Building Hierarchical Spatial Histograms for Exploratory Analysis in Array DBMS

Jing ZHAO  Yoshiharu ISHIKAWA  Lei CHEN  Chuan XIAO  Kento SUGIURA  

Publication
IEICE TRANSACTIONS on Information and Systems   Vol.E102-D   No.4   pp.788-799
Publication Date: 2019/04/01
Online ISSN: 1745-1361
DOI: 10.1587/transinf.2018DAP0020
Type of Manuscript: Special Section PAPER (Special Section on Data Engineering and Information Management)
Category: 
Keyword: 
spatial histograms,  exploratory analysis,  array DBMSs,  

Full Text: PDF(1.1MB)>>
Buy this Article




Summary: 
As big data attracts attention in a variety of fields, research on data exploration for analyzing large-scale scientific data has gained popularity. To support exploratory analysis of scientific data, effective summarization and visualization of the target data as well as seamless cooperation with modern data management systems are in demand.
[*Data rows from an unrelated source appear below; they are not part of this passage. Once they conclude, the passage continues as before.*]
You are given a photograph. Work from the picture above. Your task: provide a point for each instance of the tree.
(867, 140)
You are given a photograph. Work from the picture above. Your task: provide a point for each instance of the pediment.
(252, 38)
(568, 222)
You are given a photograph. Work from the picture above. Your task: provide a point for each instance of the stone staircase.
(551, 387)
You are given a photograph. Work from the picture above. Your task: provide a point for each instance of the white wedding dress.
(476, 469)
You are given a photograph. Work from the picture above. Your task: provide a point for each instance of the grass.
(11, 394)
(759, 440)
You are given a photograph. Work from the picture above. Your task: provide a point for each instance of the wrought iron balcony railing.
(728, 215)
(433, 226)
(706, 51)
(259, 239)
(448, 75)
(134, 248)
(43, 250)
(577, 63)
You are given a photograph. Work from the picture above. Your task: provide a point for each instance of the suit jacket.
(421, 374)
In this paper, we focus on the exploration-based analysis of scientific array data, and define a spatial V-Optimal histogram to summarize it based on the notion of histograms in the database research area. We propose histogram construction approaches based on a general hierarchical partitioning as well as a more specific one, the l-grid partitioning, for effective and efficient data visualization in scientific data analysis. In addition, we implement the proposed algorithms on the state-of-the-art array DBMS, which is appropriate to process and manage scientific data. Experiments are conducted using massive evacuation simulation data in tsunami disasters, real taxi data as well as synthetic data, to verify the effectiveness and efficiency of our methods.